And as for how empty Pennie Petersen looks and how abused Pennie was in polygamy, I'm sure it's true. But that certainly isn't always the case. You can't blame a religion for how people act or treat each other. They would do it no matter what religion they practice.
As for Big Love, it's quite accurate. Not all polygamists look, act or even think the same. They're just like the rest of you people out there. It's a great show, and I'm sure it will depict the dirt that you've written about so often in New Times.
I'm a woman living in the Colorado City polygamy world, and I just wanted to put in my two cents.
Name withheld by request
As handsome as cops, lawyers, and doctors: Now that Big Love has kicked off, I can see what you meant in The Bird. I seriously doubt any real polygamists live in three perfect houses in the suburbs of, say, Provo and drive their oh-so-normal kids to soccer practice in shiny SUVs.
It's a fact that some polygs are beautiful and handsome, though. I used to live around the Colorado City-Hildale community straddling the state line, and saw a smattering of people who had great looks. But you had to get through the drab clothing and the hangdog expressions on their faces (I'm talking about the women) to see how physically attractive they could be.
But it's like The Bird said, if Big Love were absolutely accurate, nobody would watch it. There has to be some sex appeal or it won't work. I just wish that we saw more nudity among the women on the show and not so much of Bill Paxton's naked fanny.
I'm happy to see that the show is exploring the evil prophet aspect. Harry Dean Stanton's character is kind of a Warren Jeffs type. He's venal. And it's somewhat believable, I guess, that the family featured in the show has left the actual polyg community to live in the big town and hates many of those still there.
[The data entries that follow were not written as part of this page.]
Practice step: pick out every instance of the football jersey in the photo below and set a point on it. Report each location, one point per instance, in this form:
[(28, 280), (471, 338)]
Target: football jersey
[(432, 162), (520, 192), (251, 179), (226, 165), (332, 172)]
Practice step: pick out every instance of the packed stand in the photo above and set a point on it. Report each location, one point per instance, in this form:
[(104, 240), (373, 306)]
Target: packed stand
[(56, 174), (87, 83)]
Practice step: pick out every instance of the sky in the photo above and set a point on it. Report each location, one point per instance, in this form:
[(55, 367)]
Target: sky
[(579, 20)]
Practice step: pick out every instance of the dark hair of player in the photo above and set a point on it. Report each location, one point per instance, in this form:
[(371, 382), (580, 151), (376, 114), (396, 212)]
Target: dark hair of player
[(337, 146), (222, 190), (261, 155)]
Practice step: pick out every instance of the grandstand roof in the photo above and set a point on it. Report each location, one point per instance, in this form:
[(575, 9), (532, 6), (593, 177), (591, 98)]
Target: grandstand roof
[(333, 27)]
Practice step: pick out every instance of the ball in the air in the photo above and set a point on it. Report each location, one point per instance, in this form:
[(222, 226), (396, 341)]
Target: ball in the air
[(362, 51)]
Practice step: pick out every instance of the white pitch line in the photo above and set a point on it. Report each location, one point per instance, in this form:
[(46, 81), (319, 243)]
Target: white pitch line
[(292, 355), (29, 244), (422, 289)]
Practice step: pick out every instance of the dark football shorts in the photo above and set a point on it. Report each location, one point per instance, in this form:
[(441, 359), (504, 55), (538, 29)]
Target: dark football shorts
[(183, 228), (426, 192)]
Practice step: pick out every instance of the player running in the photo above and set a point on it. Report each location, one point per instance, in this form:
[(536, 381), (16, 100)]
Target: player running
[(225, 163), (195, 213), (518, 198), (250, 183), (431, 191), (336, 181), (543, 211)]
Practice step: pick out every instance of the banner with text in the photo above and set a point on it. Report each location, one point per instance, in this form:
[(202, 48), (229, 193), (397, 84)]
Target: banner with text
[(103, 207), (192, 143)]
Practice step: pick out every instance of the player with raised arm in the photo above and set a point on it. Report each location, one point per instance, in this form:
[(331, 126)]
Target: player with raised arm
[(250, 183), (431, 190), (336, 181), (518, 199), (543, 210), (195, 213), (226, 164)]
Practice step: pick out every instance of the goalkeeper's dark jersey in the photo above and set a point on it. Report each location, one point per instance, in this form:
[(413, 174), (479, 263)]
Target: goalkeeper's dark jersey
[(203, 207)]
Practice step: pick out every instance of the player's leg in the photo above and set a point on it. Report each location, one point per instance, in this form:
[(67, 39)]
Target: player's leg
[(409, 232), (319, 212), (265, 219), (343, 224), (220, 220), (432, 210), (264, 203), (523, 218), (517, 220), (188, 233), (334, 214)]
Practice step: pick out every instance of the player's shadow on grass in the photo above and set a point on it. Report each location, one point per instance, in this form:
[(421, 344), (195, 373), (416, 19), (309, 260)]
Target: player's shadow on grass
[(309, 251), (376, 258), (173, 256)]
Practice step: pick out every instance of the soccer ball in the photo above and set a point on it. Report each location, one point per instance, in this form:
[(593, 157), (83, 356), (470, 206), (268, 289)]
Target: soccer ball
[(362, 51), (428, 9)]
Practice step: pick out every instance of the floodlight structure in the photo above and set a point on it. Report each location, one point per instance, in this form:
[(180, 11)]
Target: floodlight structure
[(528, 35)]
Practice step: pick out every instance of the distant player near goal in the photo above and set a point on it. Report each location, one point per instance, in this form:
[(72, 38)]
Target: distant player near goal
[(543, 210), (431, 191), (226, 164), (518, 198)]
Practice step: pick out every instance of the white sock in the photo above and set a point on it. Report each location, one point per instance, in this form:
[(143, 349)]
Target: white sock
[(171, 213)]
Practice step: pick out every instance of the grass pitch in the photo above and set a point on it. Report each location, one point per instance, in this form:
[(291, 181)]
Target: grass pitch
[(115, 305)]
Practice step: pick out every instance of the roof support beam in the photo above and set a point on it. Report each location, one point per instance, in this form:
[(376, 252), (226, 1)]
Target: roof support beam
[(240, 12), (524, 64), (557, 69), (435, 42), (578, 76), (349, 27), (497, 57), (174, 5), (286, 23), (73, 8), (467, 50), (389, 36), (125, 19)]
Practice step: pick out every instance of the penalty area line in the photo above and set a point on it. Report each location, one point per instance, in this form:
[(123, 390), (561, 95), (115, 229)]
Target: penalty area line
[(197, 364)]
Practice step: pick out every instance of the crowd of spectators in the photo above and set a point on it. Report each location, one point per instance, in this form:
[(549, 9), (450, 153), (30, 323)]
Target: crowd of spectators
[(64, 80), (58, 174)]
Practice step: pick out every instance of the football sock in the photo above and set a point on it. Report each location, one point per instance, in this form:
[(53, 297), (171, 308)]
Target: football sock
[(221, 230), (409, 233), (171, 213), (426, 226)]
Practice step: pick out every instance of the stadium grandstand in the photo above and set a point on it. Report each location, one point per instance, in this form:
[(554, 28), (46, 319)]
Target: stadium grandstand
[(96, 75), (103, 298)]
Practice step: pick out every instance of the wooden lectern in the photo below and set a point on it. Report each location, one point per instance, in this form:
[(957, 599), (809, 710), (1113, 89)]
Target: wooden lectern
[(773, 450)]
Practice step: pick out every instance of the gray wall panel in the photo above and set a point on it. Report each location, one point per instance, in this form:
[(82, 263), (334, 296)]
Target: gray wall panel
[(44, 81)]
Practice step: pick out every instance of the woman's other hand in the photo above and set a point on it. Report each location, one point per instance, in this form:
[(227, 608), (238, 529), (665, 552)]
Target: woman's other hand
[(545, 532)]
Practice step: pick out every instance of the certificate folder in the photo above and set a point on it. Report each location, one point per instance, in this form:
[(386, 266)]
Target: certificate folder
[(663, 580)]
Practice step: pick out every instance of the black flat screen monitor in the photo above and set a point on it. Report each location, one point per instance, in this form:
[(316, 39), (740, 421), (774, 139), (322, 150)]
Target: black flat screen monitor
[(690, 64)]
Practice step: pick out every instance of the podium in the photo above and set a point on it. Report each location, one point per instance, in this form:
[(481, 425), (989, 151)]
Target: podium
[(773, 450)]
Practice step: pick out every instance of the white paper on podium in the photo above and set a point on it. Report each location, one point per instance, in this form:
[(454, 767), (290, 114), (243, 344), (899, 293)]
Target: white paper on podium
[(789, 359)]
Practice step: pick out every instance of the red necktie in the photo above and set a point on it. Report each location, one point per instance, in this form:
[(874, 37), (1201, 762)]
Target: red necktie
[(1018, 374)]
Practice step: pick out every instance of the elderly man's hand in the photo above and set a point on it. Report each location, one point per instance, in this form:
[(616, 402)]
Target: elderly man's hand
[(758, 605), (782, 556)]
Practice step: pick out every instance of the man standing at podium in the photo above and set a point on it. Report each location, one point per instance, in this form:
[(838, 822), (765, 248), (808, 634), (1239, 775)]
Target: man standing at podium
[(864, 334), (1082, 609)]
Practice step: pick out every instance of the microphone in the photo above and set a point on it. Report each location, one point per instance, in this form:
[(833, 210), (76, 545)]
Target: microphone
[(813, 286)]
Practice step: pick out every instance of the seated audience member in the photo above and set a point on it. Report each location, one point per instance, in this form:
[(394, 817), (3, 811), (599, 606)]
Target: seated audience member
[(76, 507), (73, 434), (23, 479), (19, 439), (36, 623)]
I noticed in a recent episode that Paxton's character mentions that he'd been taken to "the city" when he was 14 and left there. He tells his father, played by Bruce Dern, that he had to do terrible things to survive. This is exactly what happens to the young men in the real polyg community who're seen as competition to the old men for the young girls' attentions.
So maybe the show is as accurate as it can be and still be popular with people who know nothing about the real tragedy of polygamy, which is most of America. I'm just glad the show isn't a whitewash.